Il reperto 2, di epoca più recente, è in argilla, acefalo e di stile planare a placca intera (cruciforme). I seni e i glutei sono delineati in modo chiaro, di superficie liscia e colore non omogeneo. Lo stile planare del Neolitico recente rispecchia il processo evolutivo delle rappresentazioni antropomorfe femminili che passano da una figura corpulenta ad una immagine più longilinea in cui però spiccano i seni che nella tipologia precedente risultano abbozzati. Gimbutas (2005) definisce questa tipologia con il termine “la dea bianca rigida”, solitamente scolpita in pietra bianca (marmo, alabastro o altro) e che simboleggia il ciclo della vita e la rigenerazione.

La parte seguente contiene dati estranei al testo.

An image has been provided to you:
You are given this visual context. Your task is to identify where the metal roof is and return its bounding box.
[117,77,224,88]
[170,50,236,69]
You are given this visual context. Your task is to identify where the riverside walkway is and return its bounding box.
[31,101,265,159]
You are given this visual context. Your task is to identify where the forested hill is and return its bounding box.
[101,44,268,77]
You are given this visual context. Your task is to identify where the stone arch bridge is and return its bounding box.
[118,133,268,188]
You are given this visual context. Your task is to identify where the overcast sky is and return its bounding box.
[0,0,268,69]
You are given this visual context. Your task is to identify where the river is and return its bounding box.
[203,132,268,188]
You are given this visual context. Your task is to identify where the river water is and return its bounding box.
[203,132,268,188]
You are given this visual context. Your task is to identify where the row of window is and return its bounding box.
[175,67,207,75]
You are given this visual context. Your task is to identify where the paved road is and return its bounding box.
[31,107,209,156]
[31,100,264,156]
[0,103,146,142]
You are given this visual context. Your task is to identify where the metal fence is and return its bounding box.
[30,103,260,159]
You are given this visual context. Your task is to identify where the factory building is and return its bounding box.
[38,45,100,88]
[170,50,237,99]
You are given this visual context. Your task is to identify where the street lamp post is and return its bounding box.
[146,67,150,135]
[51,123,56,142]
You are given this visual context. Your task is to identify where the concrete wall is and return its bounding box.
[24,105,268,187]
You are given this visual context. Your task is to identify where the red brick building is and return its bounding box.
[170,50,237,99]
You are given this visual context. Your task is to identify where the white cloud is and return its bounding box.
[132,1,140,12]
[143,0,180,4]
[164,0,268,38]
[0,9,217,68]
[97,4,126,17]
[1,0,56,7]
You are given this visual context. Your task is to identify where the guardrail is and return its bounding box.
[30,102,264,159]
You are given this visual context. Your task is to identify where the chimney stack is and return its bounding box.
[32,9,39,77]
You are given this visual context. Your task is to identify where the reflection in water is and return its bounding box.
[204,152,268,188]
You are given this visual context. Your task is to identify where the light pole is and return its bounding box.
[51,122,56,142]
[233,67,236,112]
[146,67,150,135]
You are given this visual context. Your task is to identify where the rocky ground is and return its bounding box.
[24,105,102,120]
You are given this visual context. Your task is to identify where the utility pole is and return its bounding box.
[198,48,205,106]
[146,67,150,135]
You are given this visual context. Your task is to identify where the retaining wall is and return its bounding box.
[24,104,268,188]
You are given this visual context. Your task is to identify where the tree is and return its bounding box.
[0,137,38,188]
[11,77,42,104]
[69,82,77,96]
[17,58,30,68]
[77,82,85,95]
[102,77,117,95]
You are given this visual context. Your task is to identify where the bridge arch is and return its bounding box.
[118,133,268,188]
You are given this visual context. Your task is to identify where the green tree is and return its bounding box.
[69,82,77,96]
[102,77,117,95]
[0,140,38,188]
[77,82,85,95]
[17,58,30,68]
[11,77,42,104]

Nota a margine reperto 1: A livello iconografico e simbolico, le mani sul ventre sono un chiaro indicatore di culti della fertilità (si veda, tra gli altri, Gimbutas 2005, 2008). Inoltre, vorrei far notare un elemento che non risulta evidenziato dalla letteratura archeologica: la resa stilistica ed iconografica della mano destra, presenta delle somiglianze con la cosiddetta “Venere di Laussel”, figura femminile scolpita nella roccia e ricoperta di ocra rossa, risalente al Paleolitico (ca. 20.000 a.C.) migliaia di anni prima della statuetta presa in esame. Vista la distanza cronologica e geografica, non è certamente possibile una comparazione ma ritengo che l’elemento sia degno di nota e meritevole di approfondimenti.




Note storiche
Le statuine sono state trovate sotto un riparo roccioso.